Nieuws - 21 sep. 2010

Prevention better than cure for CHD

21 September 2010
 

Researchers report that recent declines in death from coronary heart disease (CHD) in the US are largely attributable to reductions in modifiable risk factors such as systolic blood pressure (SBP).
 

Although secondary prevention accounted for some of the observed reduction in mortality rates, the majority (79%) of improvement was due to the primary prevention of CHD by reducing risk factors among healthy individuals, explain Fiona Young from Newcastle University in the UK, and colleagues.
 

The researchers used the IMPACT model (Estimating the Effect of Population Risk Factor Trends on Coronary Heart Disease Mortality) to determine risk factor decline and subsequent CHD mortality rates among US patients with and without CHD, from 1980 to 2000.The contribution of three risk factors - smoking, systolic blood pressure (SBP), and cholesterol - to a decline in CHD mortality over the 20-year period was estimated using a regression model and data from the National Center for Health Statistics in 1980 and in 2000.
 

Writing in the American Journal of Preventive Medicine, Young and colleagues report that 341,745 fewer deaths occurred in 2000 than in 1980 (43% reduction). Of these, 316,100 were attributed to reductions in the three assessed CHD risk factors.

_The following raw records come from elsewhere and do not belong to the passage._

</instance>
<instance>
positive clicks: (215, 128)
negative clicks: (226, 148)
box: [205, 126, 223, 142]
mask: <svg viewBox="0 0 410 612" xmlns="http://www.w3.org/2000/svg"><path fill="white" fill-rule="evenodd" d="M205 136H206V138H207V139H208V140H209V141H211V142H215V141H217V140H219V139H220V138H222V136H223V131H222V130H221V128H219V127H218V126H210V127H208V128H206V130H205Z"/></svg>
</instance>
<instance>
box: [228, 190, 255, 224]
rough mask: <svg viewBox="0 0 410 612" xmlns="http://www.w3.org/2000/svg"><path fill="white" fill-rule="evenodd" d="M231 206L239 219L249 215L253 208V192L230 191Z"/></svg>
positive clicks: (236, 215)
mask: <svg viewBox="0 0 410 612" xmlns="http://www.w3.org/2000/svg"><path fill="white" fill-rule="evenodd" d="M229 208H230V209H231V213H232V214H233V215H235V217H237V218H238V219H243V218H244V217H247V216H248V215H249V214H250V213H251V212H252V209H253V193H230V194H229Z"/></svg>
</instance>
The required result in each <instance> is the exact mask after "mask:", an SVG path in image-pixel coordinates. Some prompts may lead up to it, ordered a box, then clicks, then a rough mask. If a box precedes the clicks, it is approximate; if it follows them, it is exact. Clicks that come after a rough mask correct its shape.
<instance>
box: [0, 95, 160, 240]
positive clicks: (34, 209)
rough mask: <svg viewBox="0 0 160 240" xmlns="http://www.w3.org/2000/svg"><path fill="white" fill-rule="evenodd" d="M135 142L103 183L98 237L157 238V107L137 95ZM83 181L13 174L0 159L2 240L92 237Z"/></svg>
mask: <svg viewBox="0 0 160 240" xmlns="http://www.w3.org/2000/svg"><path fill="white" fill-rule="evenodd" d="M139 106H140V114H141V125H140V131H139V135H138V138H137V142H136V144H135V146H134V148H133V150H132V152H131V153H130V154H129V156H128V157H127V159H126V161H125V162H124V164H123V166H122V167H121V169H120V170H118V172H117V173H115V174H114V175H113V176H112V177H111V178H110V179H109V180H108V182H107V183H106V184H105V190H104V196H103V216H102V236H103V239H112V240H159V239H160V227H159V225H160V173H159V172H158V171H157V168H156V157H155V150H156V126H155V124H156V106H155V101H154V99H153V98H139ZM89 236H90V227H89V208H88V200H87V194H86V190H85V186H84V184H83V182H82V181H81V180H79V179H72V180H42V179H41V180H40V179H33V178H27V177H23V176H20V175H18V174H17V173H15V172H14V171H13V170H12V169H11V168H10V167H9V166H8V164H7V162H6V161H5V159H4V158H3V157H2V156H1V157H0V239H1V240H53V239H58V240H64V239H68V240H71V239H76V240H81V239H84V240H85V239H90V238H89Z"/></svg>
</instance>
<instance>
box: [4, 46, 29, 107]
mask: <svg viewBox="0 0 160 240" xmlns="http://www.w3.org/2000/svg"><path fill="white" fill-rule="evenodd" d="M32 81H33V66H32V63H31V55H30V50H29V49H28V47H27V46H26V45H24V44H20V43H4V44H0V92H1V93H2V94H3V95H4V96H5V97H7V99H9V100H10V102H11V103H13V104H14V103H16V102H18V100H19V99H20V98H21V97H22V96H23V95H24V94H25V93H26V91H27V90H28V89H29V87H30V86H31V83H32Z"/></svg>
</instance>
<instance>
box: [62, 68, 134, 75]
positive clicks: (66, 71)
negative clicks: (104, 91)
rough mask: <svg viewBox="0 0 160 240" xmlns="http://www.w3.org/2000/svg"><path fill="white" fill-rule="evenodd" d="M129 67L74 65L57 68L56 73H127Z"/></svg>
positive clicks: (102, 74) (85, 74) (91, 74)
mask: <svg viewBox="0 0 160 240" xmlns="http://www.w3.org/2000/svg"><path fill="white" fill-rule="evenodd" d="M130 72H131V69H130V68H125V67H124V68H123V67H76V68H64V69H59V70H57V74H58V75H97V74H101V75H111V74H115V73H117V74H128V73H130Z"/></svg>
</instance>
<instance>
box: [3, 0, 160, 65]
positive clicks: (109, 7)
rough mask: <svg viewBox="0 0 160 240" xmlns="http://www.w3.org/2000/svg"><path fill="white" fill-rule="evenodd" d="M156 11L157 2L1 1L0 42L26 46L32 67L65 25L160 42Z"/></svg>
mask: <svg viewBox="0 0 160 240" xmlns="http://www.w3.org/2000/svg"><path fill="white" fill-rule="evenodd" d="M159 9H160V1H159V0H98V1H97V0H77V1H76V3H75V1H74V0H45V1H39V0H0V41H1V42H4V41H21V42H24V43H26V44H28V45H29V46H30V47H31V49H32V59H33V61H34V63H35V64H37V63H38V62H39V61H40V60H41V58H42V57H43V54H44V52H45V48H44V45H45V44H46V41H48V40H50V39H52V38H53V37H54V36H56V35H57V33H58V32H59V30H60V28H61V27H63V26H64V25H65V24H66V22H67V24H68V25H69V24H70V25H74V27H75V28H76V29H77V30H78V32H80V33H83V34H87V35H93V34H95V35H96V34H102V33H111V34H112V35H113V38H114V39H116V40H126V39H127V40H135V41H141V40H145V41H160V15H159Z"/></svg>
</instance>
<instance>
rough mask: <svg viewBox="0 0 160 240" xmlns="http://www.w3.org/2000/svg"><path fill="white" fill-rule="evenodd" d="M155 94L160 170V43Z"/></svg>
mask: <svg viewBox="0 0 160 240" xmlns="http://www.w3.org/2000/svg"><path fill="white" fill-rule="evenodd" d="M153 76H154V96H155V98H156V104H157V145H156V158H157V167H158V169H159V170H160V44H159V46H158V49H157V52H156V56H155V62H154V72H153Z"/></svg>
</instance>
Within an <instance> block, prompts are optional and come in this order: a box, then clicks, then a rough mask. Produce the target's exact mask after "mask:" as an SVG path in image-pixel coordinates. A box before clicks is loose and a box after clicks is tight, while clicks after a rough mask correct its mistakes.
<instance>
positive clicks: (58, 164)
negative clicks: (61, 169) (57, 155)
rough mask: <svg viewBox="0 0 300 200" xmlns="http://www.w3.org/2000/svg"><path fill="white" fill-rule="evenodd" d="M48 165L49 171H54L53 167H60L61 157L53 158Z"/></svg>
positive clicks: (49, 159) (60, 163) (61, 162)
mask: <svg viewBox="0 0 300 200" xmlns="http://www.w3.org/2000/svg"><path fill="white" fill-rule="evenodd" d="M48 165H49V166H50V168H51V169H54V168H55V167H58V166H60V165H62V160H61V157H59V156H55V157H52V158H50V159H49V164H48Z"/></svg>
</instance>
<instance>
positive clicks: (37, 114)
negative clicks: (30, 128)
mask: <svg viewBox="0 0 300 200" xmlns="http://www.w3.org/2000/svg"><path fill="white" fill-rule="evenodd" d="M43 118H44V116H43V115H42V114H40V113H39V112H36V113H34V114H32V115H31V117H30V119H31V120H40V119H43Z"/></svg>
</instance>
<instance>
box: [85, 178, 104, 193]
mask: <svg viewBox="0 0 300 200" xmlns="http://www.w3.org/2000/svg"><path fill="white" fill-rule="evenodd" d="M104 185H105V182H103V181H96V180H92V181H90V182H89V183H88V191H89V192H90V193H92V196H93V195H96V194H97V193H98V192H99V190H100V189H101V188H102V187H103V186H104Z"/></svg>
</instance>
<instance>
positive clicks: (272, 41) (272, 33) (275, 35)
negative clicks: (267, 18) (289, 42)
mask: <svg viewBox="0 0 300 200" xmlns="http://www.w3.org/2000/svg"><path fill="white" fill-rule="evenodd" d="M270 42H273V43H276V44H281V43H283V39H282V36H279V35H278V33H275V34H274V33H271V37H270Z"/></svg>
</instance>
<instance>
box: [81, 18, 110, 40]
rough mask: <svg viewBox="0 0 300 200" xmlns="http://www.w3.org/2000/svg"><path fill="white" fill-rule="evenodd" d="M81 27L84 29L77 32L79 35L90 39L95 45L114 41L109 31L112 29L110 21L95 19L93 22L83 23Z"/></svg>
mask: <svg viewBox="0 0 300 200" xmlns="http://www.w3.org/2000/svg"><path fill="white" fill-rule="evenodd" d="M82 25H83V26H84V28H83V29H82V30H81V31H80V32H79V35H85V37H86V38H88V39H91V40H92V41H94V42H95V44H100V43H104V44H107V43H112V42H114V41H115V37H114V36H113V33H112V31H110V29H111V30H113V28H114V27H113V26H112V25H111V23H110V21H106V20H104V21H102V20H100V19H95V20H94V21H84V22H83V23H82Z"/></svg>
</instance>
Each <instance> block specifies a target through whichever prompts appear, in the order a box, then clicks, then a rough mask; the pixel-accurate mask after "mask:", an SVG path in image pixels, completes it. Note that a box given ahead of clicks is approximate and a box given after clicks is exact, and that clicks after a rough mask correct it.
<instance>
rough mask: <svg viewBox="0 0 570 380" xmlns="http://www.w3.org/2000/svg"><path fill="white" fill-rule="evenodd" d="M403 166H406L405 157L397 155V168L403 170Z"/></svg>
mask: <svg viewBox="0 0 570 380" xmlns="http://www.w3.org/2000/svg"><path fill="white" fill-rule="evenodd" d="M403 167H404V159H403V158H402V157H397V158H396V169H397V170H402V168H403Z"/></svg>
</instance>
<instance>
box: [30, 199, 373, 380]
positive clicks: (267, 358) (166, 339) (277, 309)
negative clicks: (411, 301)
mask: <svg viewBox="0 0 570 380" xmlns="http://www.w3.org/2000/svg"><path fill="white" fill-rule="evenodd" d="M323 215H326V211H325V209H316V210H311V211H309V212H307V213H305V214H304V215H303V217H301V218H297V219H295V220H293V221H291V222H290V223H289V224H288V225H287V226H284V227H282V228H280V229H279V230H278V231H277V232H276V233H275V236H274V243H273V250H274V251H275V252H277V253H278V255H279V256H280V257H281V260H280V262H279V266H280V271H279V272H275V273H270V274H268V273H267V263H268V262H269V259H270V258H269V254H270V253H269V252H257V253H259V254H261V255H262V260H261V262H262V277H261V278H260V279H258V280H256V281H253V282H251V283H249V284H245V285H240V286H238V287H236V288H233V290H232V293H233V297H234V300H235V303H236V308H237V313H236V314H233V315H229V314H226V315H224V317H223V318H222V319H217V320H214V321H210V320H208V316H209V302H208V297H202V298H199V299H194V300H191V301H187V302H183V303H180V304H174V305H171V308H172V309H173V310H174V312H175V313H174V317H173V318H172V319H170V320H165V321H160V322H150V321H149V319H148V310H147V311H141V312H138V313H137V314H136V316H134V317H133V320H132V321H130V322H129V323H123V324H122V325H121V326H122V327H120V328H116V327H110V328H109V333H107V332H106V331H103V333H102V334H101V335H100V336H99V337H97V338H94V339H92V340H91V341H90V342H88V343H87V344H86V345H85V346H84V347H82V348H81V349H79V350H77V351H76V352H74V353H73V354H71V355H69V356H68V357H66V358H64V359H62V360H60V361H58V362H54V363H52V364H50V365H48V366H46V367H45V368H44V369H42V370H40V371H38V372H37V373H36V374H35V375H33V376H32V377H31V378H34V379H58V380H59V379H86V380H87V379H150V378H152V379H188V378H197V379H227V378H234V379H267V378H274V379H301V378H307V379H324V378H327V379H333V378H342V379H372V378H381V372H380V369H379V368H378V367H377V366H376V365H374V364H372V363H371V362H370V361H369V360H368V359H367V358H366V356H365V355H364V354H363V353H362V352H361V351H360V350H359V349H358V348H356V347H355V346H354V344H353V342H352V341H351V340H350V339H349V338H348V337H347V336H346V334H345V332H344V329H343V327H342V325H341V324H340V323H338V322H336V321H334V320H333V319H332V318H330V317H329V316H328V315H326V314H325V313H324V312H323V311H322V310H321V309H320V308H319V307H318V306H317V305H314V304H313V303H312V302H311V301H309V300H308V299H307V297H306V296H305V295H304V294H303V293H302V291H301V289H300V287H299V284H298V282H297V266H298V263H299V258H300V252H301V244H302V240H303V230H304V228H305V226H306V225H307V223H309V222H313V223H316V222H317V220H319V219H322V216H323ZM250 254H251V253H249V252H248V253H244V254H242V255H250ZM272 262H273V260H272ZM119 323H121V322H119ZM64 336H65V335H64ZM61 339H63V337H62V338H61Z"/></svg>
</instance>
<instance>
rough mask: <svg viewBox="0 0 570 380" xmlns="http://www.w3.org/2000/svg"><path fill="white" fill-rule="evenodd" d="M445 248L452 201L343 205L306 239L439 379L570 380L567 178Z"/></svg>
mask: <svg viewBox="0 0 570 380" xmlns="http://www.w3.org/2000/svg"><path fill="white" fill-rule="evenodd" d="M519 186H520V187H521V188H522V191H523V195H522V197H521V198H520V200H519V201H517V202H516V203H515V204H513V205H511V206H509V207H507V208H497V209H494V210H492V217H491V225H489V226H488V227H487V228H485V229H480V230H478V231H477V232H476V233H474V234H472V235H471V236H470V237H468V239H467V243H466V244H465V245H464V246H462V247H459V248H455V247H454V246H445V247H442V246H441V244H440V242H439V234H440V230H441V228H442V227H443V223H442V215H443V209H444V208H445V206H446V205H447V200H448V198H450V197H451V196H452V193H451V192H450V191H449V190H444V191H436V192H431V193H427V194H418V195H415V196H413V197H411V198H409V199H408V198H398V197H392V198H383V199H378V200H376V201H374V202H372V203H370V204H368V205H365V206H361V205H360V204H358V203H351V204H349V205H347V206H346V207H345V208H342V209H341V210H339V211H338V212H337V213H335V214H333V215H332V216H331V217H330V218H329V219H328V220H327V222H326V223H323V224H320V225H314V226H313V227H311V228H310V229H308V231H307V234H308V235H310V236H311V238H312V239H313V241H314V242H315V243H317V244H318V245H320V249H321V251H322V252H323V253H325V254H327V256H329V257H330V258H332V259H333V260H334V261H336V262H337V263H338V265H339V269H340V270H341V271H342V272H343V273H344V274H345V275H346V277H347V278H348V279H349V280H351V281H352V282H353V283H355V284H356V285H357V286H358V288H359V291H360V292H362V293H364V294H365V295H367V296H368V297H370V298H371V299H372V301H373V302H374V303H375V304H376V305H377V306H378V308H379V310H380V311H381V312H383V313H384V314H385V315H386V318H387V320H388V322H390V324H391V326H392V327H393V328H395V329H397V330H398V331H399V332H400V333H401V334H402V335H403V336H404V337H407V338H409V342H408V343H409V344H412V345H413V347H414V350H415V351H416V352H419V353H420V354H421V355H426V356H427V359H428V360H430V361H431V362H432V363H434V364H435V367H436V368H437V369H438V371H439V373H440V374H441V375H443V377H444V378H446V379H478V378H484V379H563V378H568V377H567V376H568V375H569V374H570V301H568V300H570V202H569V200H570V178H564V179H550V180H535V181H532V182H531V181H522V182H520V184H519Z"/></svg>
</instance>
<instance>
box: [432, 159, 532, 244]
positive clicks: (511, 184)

The team found that risk factor modification by existing CHD patients and asymptomatic individuals contributed to 21% and 79% of the observed improvement in mortality rates, respectively.
 

The researchers also found that cholesterol reduction produced the greatest fall in mortality of the assessed risk factors, with 22,210 and 107,300 fewer deaths in 2000 compared with 1980, among CHD patients and asymptomatic individuals, respectively.
 

SBP reduction produced 34,330 and 97,555 fewer deaths among CHD patients and asymptomatic individuals, respectively, and smoking reduction accounted for the smallest decline in CHD mortality, with a respective 8390 and 46,315 fewer deaths.

"Primary prevention tends to be underexploited and undervalued in comparison with other methods of reducing CHD mortality," comment Young et al.
 

They conclude: "The large recent reductions in CHD mortality attributable to primary prevention in the US suggest that population-based intervention, state, and federal policies, and societal changes might substantially reduce future coronary deaths."